It's the little moments that make this game so special. The ups and downs of competition, of pushing to the limits, of believing that if I just run hard enough or stretch far enough I will be rewarded-- by a disc that floats to just the right spot or sticks to an outstretched hand. It's impossible. It's beautiful.
Tuesday, April 10, 2007
My shoes should be on VH1
And not in that washed up, they had a career, but now they don't Behind the Music sort of way. No, sir. My shoes should be on Best Week Ever. Last week at this time, my shoes were hanging out in the Grand Canyon. This Tuesday evening, in all of their red-rock-stained glory they took to the track to help a friend meet a lifelong goal of running a sub-five minute mile. I don't know about my shoes, but I wasn't exactly sure this would be an easy task for anyone involved. We set out to come as close to five minutes as possible. My shoes were in charge of pacing, since they had some experience in this endeavor. The first lap was 76 seconds, one second too slow. It took some convincing, but my shoes and I very carefully resisted the urge to panic about starting off a little slower than expected. My shoes carried us through the second lap at 2 minutes and 31 seconds, exactly on pace for a five minute mile if it hadn't been for that start. Knowing that the third lap can often be tricky, the shoes found some fortitude. The third lap is where a lot of shoes start to ask really poignant questions, most of those questions starting with "What the ???" So the shoes surged to fight off these questions, and together we rolled through the third lap at 3 minutes and 45 seconds, perfectly positioned to run a 5 minute mile. The final lap, with the imaginary bell ringing through my laces brought at the best lap of the day. Cruising in that painful way that only shoes on the track know how to do, my shoes moved to the outside and encouraged my friend's shoes up next to me. Coming out of the last turn our shoes mirrored one another. Pulling and gutting, our shoes charged for the finish line that just wouldn't get there fast enough, finally crossing in 4 minutes and 57 seconds.

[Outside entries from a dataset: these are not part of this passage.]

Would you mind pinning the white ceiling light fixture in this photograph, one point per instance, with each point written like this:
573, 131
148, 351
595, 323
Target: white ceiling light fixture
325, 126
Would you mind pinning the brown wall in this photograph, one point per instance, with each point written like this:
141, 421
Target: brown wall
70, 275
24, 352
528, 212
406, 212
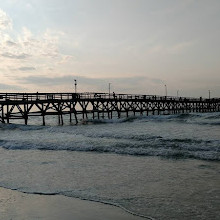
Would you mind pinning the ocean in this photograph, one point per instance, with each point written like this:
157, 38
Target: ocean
157, 167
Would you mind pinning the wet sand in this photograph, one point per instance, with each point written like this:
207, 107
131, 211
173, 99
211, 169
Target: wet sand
15, 205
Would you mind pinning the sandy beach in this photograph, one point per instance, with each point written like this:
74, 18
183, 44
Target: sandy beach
15, 205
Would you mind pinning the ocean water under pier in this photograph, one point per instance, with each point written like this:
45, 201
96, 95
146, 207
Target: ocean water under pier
96, 105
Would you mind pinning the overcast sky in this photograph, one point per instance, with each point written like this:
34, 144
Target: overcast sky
138, 46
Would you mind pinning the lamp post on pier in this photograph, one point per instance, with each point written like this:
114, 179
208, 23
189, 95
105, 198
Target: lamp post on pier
75, 85
165, 90
109, 89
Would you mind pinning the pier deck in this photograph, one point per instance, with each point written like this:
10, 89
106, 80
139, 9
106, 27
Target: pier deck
96, 105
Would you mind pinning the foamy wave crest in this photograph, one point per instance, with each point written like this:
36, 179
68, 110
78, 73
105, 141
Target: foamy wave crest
168, 148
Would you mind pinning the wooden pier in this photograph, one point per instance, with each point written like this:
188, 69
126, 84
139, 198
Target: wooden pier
96, 105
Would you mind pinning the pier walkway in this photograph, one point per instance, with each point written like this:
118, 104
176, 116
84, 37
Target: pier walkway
96, 105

Somebody buy those shoes an odor-eater, they're having the best week ever.
And not in that washed up, they had a career, but now they don't Behind the Music sort of way. No, sir. My shoes should be on Best Week Ever. Last week at this time, my shoes were hanging out in the Grand Canyon. This Tuesday evening, in all of their red-rock-stained glory they took to the track to help a friend meet a lifelong goal of running a sub-five minute mile. I don't know about my shoes, but I wasn't exactly sure this would be an easy task for anyone involved. We set out to come as close to five minutes as possible. My shoes were in charge of pacing, since they had some experience in this endeavor. The first lap was 76 seconds, one second too slow. It took some convincing, but my shoes and I very carefully resisted the urge to panic about starting off a little slower than expected. My shoes carried us through the second lap at 2 minutes and 31 seconds, exactly on pace for a five minute mile if it hadn't been for that start. Knowing that the third lap can often be tricky, the shoes found some fortitude. The third lap is where a lot of shoes start to ask really poignant questions, most of those questions starting with "What the ???" So the shoes surged to fight off these questions, and together we rolled through the third lap at 3 minutes and 45 seconds, perfectly positioned to run a 5 minute mile. The final lap, with the imaginary bell ringing through my laces brought at the best lap of the day. Cruising in that painful way that only shoes on the track know how to do, my shoes moved to the outside and encouraged my friend's shoes up next to me. Coming out of the last turn our shoes mirrored one another. Pulling and gutting, our shoes charged for the finish line that just wouldn't get there fast enough, finally crossing in 4 minutes and 57 seconds.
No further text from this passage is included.